James Jesus Angleton, the legendary (and controversial) chief of CIA counterintelligence, described his work, borrowing a phrase from T. S. Eliot, as a “wilderness of mirrors.” In such a wilderness, it is difficult to discern between reality and reflection. Add the element of danger, and the wilderness induces paranoia in the viewer. The setting of John Le Carré’s Tinker, Tailor, Soldier, Spy is this wilderness of mirrors.

The story takes place in 1973. It opens with Jim Prideaux, former British agent, being hired as a substitute teacher at a boys’ prep school. “Control” (head of Britain’s intelligence service, MI6) has died, George Smiley (Control’s chief lieutenant) has been sacked, Operation Testify (Prideaux’s last op in Czechoslovakia) ended in abject failure, and “Circus” (MI6), has been reorganized under a new chief.

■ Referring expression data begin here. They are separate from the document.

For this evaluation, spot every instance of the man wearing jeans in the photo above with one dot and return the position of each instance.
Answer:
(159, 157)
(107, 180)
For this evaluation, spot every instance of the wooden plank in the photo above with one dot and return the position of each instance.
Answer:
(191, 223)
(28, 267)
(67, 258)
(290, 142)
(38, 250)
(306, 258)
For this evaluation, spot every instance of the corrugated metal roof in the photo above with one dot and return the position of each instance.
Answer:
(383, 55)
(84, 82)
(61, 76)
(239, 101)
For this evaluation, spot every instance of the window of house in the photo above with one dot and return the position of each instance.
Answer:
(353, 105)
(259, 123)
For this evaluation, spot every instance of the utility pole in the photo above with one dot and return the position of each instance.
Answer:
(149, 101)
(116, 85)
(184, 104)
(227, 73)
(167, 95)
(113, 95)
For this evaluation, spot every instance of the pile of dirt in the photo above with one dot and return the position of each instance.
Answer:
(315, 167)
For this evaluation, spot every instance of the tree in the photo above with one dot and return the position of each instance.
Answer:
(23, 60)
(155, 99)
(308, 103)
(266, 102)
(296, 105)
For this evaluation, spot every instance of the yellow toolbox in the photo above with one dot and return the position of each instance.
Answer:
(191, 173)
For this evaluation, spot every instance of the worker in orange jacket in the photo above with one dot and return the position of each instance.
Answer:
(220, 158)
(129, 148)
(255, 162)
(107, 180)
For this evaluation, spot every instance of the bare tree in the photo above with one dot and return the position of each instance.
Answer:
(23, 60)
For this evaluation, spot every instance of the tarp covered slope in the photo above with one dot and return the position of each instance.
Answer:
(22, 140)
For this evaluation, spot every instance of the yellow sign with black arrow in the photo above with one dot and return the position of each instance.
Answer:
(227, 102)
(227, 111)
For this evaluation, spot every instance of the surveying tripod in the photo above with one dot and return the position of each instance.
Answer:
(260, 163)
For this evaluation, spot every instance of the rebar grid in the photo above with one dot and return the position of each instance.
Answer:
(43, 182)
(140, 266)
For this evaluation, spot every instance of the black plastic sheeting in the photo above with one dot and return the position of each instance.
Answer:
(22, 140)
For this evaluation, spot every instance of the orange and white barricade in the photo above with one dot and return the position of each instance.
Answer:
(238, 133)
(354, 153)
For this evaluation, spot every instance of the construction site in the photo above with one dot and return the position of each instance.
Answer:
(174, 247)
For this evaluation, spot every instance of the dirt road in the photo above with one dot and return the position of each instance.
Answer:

Then, a British agent named Ricki Tarr comes across information that the Soviets are running a mole in the Circus, who is code-named “Gerald.” Oliver Lacon, the Civil Service officer responsible for MI6 oversight, approaches Smiley and asks him to investigate. As the novel unfolds, Smiley discovers that there is a mole, he is a double agent feeding the Circus bad Soviet intel, and he is responsible for blowing Prideaux’s op.

It is a testament to John Le Carré’s skill as a writer that Tinker, Tailor, Soldier, Spy is a page-turner despite the fact that it contains so little action. Instead, the plot moves forward and the truth is revealed by means of conversations, flashbacks, and Smiley’s seemingly inexhaustible memory. Smiley walks us through the wilderness one mirror at a time until we see reality.

Tinker, Tailor, Soldier, Spy is the fifth of seven novels in which George Smiley plays a part and the first of Le Carré’s famed “Karla Trilogy,” in which Smiley matches wits with “Karla,” head of “Moscow Center” (the KGB). It is followed by The Honourable Schoolboy and Smiley’s People. Of the five novels I have read so far, this and The Spy Who Came in from the Cold (in which Smiley plays a small role) are the best.

Interestingly, Le Carré is releasing what is billed as a new George Smiley novel in September. It’s called A Legacy of Spies, and I look forward to reading it after I finish this series.

Book Reviewed:
John Le Carré, Tinker, Tailor, Soldier, Spy: A George Smiley Novel (New York: Penguin, 2011; orig. 1974).